This is one of the many things that I made last year for Christmas. It was a big hit and everyone asked for a repeat this year. As with any recipe you can play around with the quantities and types of fruit used in this dish. When I prepared the fruit for this last year I had a surplus and some of us decided it would be good to eat with our fresh baked cinnamon rolls...it was, but a word of warning there is lots of booze in the fruit lol.


Ingredients You'll Need

butterflied.
1/4 Cup dried cranberries
1/4 Cup prunes
1/4 Cup dried apricots
1/4 Cup Sultana raisins
2 Peaches peeled, pitted and diced up(or use canned slices diced up)
2 Granny Smith or other firm apples, peeled, cored and diced up
2 Shallots finely minced
1/4 Cup ground walnuts
2 or 3 Cloves roasted garlic
3 Cups (Approximately) homemade croutons
2 Cups unsweetened apple juice
fresh Italian parsley chopped up
sage
thyme
salt
pepper
Peach Brandy & Apple Schnapps


Directions

-Night before you will be making roast, take all the dried fruit and chop up to the size of raisins.
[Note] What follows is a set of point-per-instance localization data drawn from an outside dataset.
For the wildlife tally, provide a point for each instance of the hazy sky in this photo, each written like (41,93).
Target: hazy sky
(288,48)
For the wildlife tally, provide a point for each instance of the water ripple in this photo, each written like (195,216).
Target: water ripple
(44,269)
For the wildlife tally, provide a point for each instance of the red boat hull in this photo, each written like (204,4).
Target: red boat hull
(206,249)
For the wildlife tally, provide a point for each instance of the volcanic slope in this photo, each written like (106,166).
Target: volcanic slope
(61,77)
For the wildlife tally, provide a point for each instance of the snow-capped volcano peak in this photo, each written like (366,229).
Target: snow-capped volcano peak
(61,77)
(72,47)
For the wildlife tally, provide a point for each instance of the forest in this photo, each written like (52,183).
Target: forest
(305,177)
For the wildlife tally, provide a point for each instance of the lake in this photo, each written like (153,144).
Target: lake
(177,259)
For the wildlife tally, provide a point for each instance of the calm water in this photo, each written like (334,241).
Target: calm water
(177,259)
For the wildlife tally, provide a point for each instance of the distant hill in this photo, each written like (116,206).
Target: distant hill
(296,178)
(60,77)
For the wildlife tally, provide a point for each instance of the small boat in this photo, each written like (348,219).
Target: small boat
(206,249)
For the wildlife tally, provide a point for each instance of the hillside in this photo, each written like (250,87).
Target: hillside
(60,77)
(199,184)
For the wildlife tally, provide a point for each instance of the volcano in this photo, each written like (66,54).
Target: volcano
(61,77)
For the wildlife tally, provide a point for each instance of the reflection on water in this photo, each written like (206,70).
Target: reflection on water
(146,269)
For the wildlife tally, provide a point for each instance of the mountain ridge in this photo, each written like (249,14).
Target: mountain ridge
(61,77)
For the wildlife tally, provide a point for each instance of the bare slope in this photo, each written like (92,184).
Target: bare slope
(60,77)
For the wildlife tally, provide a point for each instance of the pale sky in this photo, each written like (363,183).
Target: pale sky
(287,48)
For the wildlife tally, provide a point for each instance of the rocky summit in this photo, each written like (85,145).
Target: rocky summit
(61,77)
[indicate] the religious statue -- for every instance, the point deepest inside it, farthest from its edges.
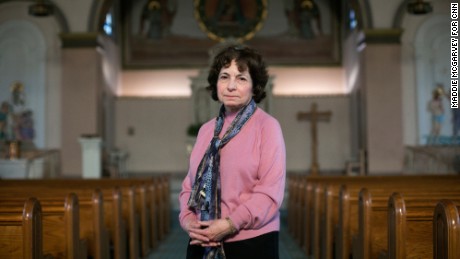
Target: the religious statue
(16, 122)
(6, 122)
(435, 107)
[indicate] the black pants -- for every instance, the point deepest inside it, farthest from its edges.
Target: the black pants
(261, 247)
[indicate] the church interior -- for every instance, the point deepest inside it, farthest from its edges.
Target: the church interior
(101, 101)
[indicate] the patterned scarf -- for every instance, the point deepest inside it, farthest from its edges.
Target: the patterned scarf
(205, 195)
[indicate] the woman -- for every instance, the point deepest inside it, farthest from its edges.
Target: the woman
(231, 196)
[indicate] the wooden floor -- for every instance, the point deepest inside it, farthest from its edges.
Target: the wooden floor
(174, 247)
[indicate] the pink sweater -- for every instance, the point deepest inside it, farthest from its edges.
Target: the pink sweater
(252, 171)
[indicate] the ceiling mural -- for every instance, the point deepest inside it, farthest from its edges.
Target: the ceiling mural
(181, 33)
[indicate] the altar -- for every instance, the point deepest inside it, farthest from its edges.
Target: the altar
(36, 164)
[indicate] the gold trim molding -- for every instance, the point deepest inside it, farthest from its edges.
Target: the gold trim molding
(79, 40)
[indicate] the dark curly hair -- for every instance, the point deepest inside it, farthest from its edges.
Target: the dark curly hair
(246, 59)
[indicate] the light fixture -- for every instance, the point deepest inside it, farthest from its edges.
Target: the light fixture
(40, 9)
(419, 7)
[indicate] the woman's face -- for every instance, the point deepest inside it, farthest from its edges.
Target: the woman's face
(234, 88)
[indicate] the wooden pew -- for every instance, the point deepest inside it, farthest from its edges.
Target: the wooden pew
(82, 218)
(21, 231)
(151, 195)
(114, 211)
(446, 230)
(347, 225)
(410, 225)
(324, 191)
(373, 237)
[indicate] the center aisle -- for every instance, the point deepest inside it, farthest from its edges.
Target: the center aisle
(175, 244)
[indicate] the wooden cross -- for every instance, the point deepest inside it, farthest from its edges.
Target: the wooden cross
(314, 116)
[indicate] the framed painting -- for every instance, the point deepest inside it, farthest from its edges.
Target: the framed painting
(181, 33)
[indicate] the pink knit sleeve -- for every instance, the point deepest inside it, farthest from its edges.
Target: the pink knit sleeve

Put the dried fruit and the diced peaches into a glass bowl and cover generously with the brandy and schnapps so the fruit can re-constitute. Cover bowl with plastic and place in refrigerator overnight.


- Prior to stuffing roast, remove fruit from fridge and drain off the liquid, reserving it for use later.


- In a large bowl add; shallots, apple and roasted garlic.


Give it all a good mix to mush up the garlic...you can add a little of the liquid to help it along.


- Add the ground walnuts to the mix and stir it all together.


It should resemble a liquid like paste...once again add a little of the reserved liquid if necessary to get the consistency.


- Add the sage, thyme and chopped parsley to your liking.


Fresh sage and thyme are best but dried work as well. Give everything a mix again.


- Add the croutons and mix to incorporate everything.


- Add in the re-constituted fruit to the mix and once again give it a good mixing.


You can save some of the fruit to add to the reduction used to de-glaze the pan or to nibble on while roast is in oven.


- The stuffing mix should look and feel moist but not wet.


Adjust the moisture by adding more of the reserved liquid if necessary.


- Take the "butterflied" roast and spread out on work surface.


- Take the stuffing mix and place onto the roast.


You can either spread the mixture evenly over roast to give you a "pinwheel" effect when sliced or make a loaf in centre of roast that will be completely surrounded by meat when sliced.


- Take the roast and roll it up. Use butcher's twine to tie up the roast at 2" intervals.


- In a large frying pan or dutch oven, sear the roast on all sides in hot oil.


Remove and place in a roasting pan once seared.


- Add 2 cups of unsweetened apple juice to pan and cover with foil wrap.


Place roast in preheated oven to roast at 350 degrees.


Remove the foil about 45 minutes into the roasting.


Baste with the juices as needed.


- The roast is done when internal temperature reaches 160 degrees.


Remove roast to platter and tent with foil.


- De-glaze the pan with some of the reserved liquid and transfer this to a saucepan with the remaining unused liquid (and fruit if any was reserved).


Cook down the mixture to your desired thickness. You can add brown sugar to sweeten it up more if you wish.


Pour a little of the reduction over each slice when serving.